Making Soap with Lard

Homemade soap in a mold.If you had told me five years ago that one day I would make soap I would have scoffed with self-righteous indignation.  Being a very serious chef and a bit of a dink I eschewed the “arts and crafts” that took precious space away from food at the farmers’ market.  I don’t feel that way anymore: I appreciate the pottery and the quilts and the pysanka, and even the beeswax candles.

For the past few years I have been rendering lard from sides of pork.  Now, I think I eat more lard than most: I use it in pie dough, I make spreads like Grammelschmalz and Schmalzfleisch, and use it as an everyday cooking fat.  Even so, I can’t eat it as fast as the anatomy of my pigs demands that I produce it. When I cut this year’s pig there was still about ten pounds in my freezer.  I decided to use it up by making an inedible pork product: soap.

Traditional soap is a mixture of fat, water, and lye.  Lye is sodium hydroxide, a very strong base, once commonly used in homes as a cleaner, valued for its ability to break grease into water-soluble debris that can be rinsed away.  It is also used in the traditional production of bagels and pretzels, which are briefly boiled in a lye solution before being baked in an oven.  (Milder baking soda often subs in these days.)  I have no idea where to purchase lye; there just happened to be some in the kitchen at Elm Catering, remnants of a pretzel-bite experiment.
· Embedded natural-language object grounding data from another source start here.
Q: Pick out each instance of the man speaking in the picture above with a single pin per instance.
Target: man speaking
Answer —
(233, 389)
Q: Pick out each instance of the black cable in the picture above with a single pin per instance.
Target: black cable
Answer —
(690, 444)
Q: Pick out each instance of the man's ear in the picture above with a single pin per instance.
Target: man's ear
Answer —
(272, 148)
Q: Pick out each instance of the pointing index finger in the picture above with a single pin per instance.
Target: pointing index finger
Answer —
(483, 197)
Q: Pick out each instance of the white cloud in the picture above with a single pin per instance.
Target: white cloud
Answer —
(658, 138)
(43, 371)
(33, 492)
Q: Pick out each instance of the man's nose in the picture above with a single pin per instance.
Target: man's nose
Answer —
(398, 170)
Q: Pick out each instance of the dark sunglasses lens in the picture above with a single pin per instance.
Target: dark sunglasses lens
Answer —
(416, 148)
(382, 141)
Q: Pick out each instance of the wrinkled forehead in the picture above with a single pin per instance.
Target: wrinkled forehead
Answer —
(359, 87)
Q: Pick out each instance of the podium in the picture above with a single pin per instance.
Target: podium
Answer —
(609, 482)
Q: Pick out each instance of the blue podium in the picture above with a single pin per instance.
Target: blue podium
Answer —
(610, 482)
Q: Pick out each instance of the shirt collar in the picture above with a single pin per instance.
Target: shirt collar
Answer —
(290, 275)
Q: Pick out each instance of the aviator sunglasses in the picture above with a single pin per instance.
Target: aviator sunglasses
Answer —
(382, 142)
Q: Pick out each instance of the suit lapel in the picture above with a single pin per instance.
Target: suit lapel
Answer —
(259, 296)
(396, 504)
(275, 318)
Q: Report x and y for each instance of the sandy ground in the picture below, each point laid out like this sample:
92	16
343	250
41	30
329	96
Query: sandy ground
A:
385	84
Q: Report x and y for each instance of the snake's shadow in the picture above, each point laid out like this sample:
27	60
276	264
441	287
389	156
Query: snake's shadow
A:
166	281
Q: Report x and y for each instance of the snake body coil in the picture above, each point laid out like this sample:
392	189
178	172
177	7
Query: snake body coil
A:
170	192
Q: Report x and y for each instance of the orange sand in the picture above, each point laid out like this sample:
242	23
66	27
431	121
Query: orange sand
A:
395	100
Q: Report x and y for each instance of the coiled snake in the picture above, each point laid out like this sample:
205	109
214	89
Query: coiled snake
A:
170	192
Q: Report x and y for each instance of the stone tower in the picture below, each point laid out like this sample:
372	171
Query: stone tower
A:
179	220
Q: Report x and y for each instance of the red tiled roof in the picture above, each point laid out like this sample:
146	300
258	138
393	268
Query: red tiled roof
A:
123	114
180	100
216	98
Anyways, when water, lye, and fat are mixed properly a process called saponification begins.  I tried to read the Wikipedia article on saponification, but understand almost none of it.  All we need to know is that saponification converts these three seemingly incompatible ingredients into bars of hard soap.  For specific recipes and procedural details I used this website, recommended by Michael Ruhlman.

The process in a nutshell:

Dissolve the lye powder in cold water.  A chemical reaction occurs and the water actually becomes quite hot.  My cold tap water was at almost 80°C by the time all the lye was dissolved.  Best not lean over the bowl as you dissolve the lye: sniffing the fumes is a bit like inhaling bleach. The lye solution must cool to below 37°C before it can be mixed with the lard.

Melt the lard.  While the lye solution cools you can slowly heat the lard.  Optimal temperature is 85°C-115°C.

Mixing.  Pour the lard into the lye solution while stirring.  The mixture must then be stirred vigorously until it thickens, like a custard.  This is called “trace” stage.  I used a stick blender and had a pudding consistency in about three minutes.

Pour into molds.  I used a steel baking tray lined with plastic wrap.

Shape.  After 1-3 days you can cut the soap, still in its mold, into bars.  After 3-7 days you can remove these bars from the mold.

Cure.  At this point the soap is still too basic to be used on your hands.  It must cure for another two weeks or so, during which time the saponification process continues, the pH drops significantly, and the soap hardens and becomes more opaque.

So, what’s the soap like?  It’s fine.  It’s soap.  The first thing most people ask is if it smells like pork because it’s made from lard.  The answer is no: if you render the lard properly it should be very neutral.

The soap lathers, through maybe not as much as a bar of Irish Spring.

For me the real value of making soap is that it uses up the last bits of fat from the animal that I have been unable to consume at the table.  The process is dead simple, and quick.  I don’t know if I’ll be making soap every year, but it’s a useful trick to have when the freezer runneth over with lard.